Huasna Valley lies east of Arroyo Grande, a half-hour down winding, oak-canopied Huasna Road, which is the only paved way in or out. The area has long been known to have oil, but for decades deposits have not been extracted.
Now that may change.
With the price of petroleum skyrocketing, dormant oil fields all over the state are being looked at anew and Huasna is among the latest sites to be eyed, whether the neighbors like it or not.
A fledgling oil exploration company, Excelaron, has applied for a series of permits with the county to explore three existing wells in the area, drill a new one, and perhaps resurrect the historic oil operations. Excelaron has an office in San Luis Obispo but has ties to a larger Australian company.
The site has seen at least three failed attempts at extracting sweet light crude since the late 1800s but it has been abandoned since the mid-1980s.
Neighbors are concerned about the prospect of operations picking up again.
On May 21, Huasna community members filed into the multi-purpose room of Paulding Middle School to hear company representatives and a county planner talk about the latest project. They were told plans could include four producing wells, a shipping facility, and that the project could lead to an average of 12 daily trips by oil trucks on the rural road.
The proposed site is fairly isolated, so noise and lights are not expected to be an issue, but traffic is. During the construction phase, there will be up to 78 additional car trips, according to Excelaron’s traffic study.
“I’m concerned about a lot of things,” Anna Gabriel said. Gabriel’s home is near the proposed trucking site. “Number one,” she went on, “is the road. There is only one way in, and one way out of Huasna. And Huasna Townsite Road [the only paved connection between the proposed site and the main road] is a one-lane road. It’s narrow and windy and all the traffic is going to have go down it....”

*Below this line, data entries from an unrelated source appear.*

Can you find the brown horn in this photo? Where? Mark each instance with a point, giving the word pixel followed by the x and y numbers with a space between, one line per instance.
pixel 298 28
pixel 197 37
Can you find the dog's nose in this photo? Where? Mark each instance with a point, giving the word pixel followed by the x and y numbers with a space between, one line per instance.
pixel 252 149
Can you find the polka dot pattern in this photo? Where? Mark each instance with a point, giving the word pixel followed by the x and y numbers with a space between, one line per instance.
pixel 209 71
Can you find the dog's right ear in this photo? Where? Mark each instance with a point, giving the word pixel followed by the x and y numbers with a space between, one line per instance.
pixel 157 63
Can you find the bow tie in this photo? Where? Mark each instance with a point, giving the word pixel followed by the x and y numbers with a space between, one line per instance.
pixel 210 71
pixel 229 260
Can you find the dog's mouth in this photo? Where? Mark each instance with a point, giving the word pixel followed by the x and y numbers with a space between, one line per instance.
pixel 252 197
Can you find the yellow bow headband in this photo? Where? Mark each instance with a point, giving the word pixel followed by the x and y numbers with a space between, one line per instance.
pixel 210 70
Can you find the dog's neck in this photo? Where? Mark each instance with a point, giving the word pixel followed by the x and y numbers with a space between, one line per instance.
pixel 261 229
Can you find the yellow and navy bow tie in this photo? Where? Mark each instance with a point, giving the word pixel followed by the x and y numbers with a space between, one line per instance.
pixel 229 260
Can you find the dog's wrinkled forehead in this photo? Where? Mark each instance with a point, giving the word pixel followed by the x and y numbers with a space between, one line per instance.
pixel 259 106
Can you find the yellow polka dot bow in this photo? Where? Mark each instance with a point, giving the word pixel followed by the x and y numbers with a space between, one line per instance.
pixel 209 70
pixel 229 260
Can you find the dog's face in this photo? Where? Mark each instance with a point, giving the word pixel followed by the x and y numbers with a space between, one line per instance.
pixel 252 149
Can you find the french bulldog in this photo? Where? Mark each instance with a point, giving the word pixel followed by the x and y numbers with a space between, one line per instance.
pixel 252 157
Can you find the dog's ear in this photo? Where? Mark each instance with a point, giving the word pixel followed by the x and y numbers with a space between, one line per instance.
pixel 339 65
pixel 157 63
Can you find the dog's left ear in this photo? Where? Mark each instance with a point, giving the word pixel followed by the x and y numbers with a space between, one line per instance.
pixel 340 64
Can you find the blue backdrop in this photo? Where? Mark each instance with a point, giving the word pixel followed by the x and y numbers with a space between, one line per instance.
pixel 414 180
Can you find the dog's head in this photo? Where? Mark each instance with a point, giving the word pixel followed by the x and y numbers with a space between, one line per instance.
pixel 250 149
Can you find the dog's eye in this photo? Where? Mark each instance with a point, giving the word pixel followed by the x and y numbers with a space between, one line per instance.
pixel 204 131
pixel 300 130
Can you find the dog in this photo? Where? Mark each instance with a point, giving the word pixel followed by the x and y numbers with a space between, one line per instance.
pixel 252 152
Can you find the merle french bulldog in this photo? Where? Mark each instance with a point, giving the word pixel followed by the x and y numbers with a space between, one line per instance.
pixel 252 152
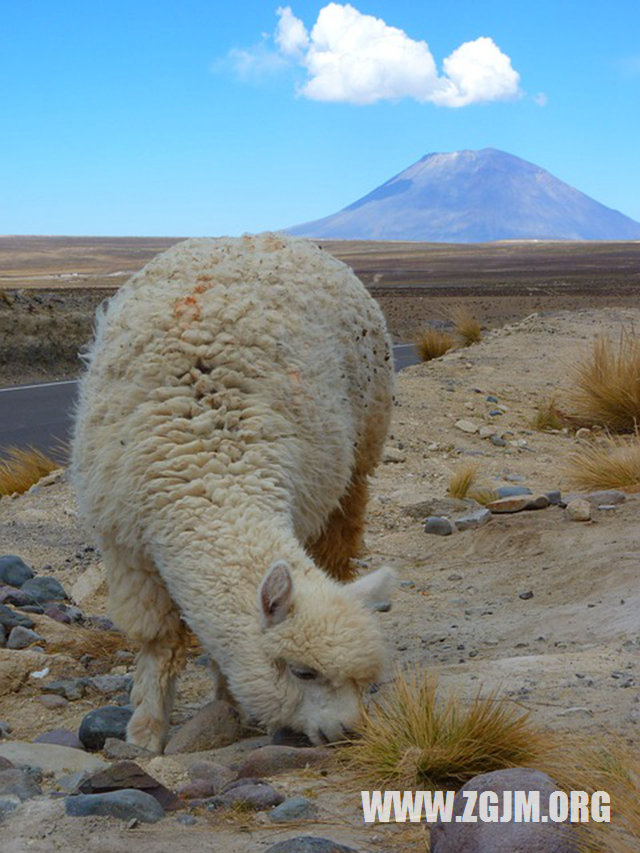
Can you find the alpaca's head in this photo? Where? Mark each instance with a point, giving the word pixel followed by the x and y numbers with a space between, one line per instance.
pixel 320 648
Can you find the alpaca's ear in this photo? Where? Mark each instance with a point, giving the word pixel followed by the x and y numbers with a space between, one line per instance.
pixel 275 595
pixel 375 589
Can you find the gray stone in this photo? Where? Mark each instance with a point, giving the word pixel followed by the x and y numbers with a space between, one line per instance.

“My biggest concern though,” Gabriel went on, “is that we know where it starts. Where does it end?”
A 1980 environmental impact report, completed the last time a company got the notion to drill out there, confirms her concern. It notes that the road is not wide enough for two large vehicles, such as a school bus and an agricultural vehicle, to cross at the same time. The report goes on to say that the risk of accidents will increase with more truck traffic, and there is no way to reduce the risk entirely.

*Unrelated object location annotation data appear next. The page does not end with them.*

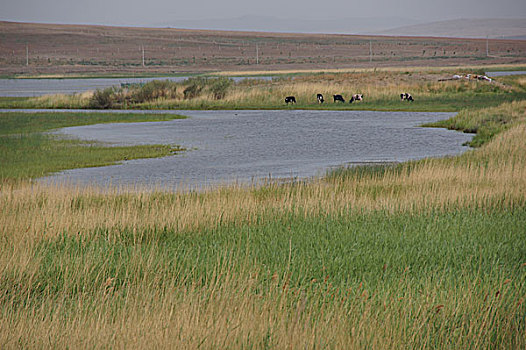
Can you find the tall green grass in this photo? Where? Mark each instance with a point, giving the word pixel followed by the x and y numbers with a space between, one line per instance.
pixel 451 280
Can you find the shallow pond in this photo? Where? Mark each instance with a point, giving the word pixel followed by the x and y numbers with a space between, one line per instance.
pixel 38 87
pixel 246 146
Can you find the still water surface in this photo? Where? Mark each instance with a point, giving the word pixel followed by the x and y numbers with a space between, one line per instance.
pixel 38 87
pixel 246 146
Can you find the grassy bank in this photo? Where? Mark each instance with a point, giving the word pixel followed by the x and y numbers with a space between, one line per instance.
pixel 381 90
pixel 27 152
pixel 427 254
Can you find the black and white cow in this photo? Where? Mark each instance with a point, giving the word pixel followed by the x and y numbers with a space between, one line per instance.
pixel 356 97
pixel 338 98
pixel 406 96
pixel 290 99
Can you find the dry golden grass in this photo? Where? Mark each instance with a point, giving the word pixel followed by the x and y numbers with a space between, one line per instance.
pixel 233 308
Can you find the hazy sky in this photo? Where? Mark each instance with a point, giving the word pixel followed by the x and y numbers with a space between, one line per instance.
pixel 152 12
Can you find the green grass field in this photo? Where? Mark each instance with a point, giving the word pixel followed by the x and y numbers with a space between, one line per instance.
pixel 427 254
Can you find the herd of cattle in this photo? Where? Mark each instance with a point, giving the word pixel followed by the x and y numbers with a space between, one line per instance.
pixel 339 98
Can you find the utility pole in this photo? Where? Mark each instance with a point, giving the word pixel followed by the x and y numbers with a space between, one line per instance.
pixel 370 51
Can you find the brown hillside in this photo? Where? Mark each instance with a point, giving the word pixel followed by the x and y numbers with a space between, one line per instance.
pixel 66 49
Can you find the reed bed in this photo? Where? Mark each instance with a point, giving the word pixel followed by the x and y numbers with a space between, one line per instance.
pixel 426 254
pixel 381 90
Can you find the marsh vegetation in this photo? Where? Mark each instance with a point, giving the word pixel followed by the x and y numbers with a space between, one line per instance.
pixel 424 254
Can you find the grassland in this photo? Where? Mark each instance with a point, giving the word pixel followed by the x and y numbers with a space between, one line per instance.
pixel 426 254
pixel 27 152
pixel 430 88
pixel 83 50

It’s possible there will be no EIR this time around. Arroyo Grande city officials had threatened to demand one, but in a recent letter to county planners, said they believe their concerns can be addressed through a less rigid process called the “Mitigated Negative Declaration.”
A representative for Excelaron was not available for comment as of press time. According to their website, the tiny company keeps an office for its three employees in downtown SLO. A Sydney-based company with oil prospects in East Timor, Southern Australia, and Western Australia—none of which seems to be producing any oil—owns close to 50 percent of Excelaron. That outfit, the Australian Oil Company (AOC), shares a board member, Grant Jagelman, with Excelaron.
Jagelman was quoted in an Australian investment magazine saying the company was negotiating the mineral rights to 3,000 acres in Huasna. Based on mapping and historical data, he said, “Our consultants have advised that there is a potential for recoverable resources of up to 20 million barrels of oil.”
John McKenzie of SLO County Planning Department said the county’s consideration of the company’s application could take as little as six months if an EIR isn’t required.